Results when our novel strategy is applied to two sets of simulated metagenomes
In our strategy, two key approaches are devised to improve the qualities of genome assemblies. In the first module, long contigs are selected from three de novo assemblies so that the error rates are largely reduced. This is based on the fact that the DBG-based assemblers adopt different approaches to resolve ambiguities in de Bruijn graphs caused by genomic repeats or other, so there are significant inconsistencies among sets of long mis-assembled contigs by different DBG-based assemblers. Using simulated short read datasets, this assumption is shown to be true for at least three assemblers (Velvet, SOAPdenovo and ABySS), since almost all mis-assembled contigs which are at least 500 bps in length are excluded by this method. Thus, this method can improve the accuracy of genome assembly. In the second and third modules, another approach is proposed to improve the quality of genome assembly in terms of their contiguity. It applies comparative assembly strategy in a broaden way, allowing multiple references without limiting to genomes of closely related strains. Most of the mis-assembled contigs generated through this step are then eliminated by the criteria used for selecting reliable comparative contigs. Tested on simulated and real short read datasets, we demonstrate that comparative contigs can indeed be used to extend or scaffold de novo contigs. Moreover, in this paper, accuracies of genome assemblies of different steps in the process of our novel genome assembly strategy have been graphically shown in Figure 2, Figure 3 and Figure 6. Genomes of either Figure 3 or Figure 6 were subsets of genomes of Figure 2. First, Figure 2a showed that accuracies of DBG contigs were 100% for all simulation datasets while there were wrongly assembled contigs in assemblies of Velvet, ABySS and SOAPdenovo. Second, as shown in Figure 3a and Figure 6, our criteria for selecting A-contigs significantly improved accuracies of A-contigs from average 77% to average 90%. Third, after assembling DBG contigs and reliable A-contigs, accuracies of hybrid assemblies were average 95%. Meanwhile the contiguity quality of genome assembly was significantly improved in comparison with de novo assemblies, as shown in Figure 7.

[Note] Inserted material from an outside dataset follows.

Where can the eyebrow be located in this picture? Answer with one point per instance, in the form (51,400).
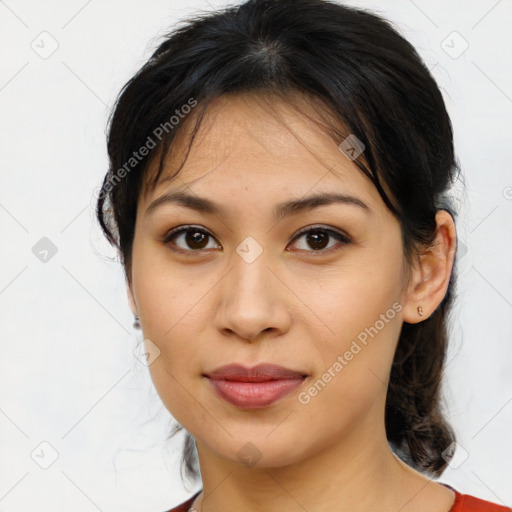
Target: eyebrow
(285,209)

In practice, if other DBG-based assemblers are available, the method used to produce DBG contigs in the first module makes it possible to integrate results of more than three de novo assemblies. Moreover, at least two reference genomes should be chosen to produce comparative assemblies, because the criteria for selecting reliable A-contigs are specially designed for multiple reference genomes, and are expected to have a better performance with more comparative assemblies. In the fourth module, only a stringent light-weight assembler Minimo is used to assemble the mixture of DBG contigs and reliable A-contigs. Additional processing steps may be needed such as scaffolding using Bambus  and gap filling of the scaffolds using IMAGE .
For a genome sequencing project, if without genomes of closely related species and the de novo assemblies by DBG-based assemblers are highly fragmented, our strategy should be the first assembly pipeline to be tried. The effectiveness of our strategy depends on certain factors, for example, the complexity of repetitive regions of genome being sequenced and the similarity values between it and the chosen reference genomes. So, for some short read dataset, our strategy may not work, and other strategies are then considered.
In the future, we will try to integrate our strategy for selecting reliable comparative contigs and other signatures for assembly validation such as mate-pair orientations and separations and depth-of-coverage. We hope that, by eliminating almost all mis-assembled comparative contigs, more reliable A-contigs will be chosen to extend more DBG contigs so that qualities of genome assemblies can be further improved.
A novel strategy for improving genome assembly from very short reads is proposed. The basic idea is that comparative assemblies can be used to improve qualities of genome assemblies by scaffolding or extending de novo contigs. De novo contigs are produced by integrating assemblies got by different DBG-based assemblers. Compared to assemblies by single assembler, error rates are largely reduced on simulated datasets. Comparative assemblies are produced by allowing multiple references, not limiting to closely related genomes. A method is proposed to exclude mis-assembled contigs generated due to this reduced similarities between reference and target genomes.
With more and more microbial genomes available, our strategy will be useful to improve qualities of genome assemblies from very short reads. Some scripts are provided to make our strategy applicable at http://code.google.com/p/cd-hybrid/.
Codes for the pipeline
In order to make our strategy applicable, codes for the pipeline are provided and available from http://code.google.com/p/cd-hybrid/. The generateDBGcontigs.pl script can take de novo assemblies from different tools as inputs and gives out DBG contigs. The chooseReliableAcontigs.pl script can take DBG contigs and a set of comparative assemblies as inputs and produce reliable A-contigs.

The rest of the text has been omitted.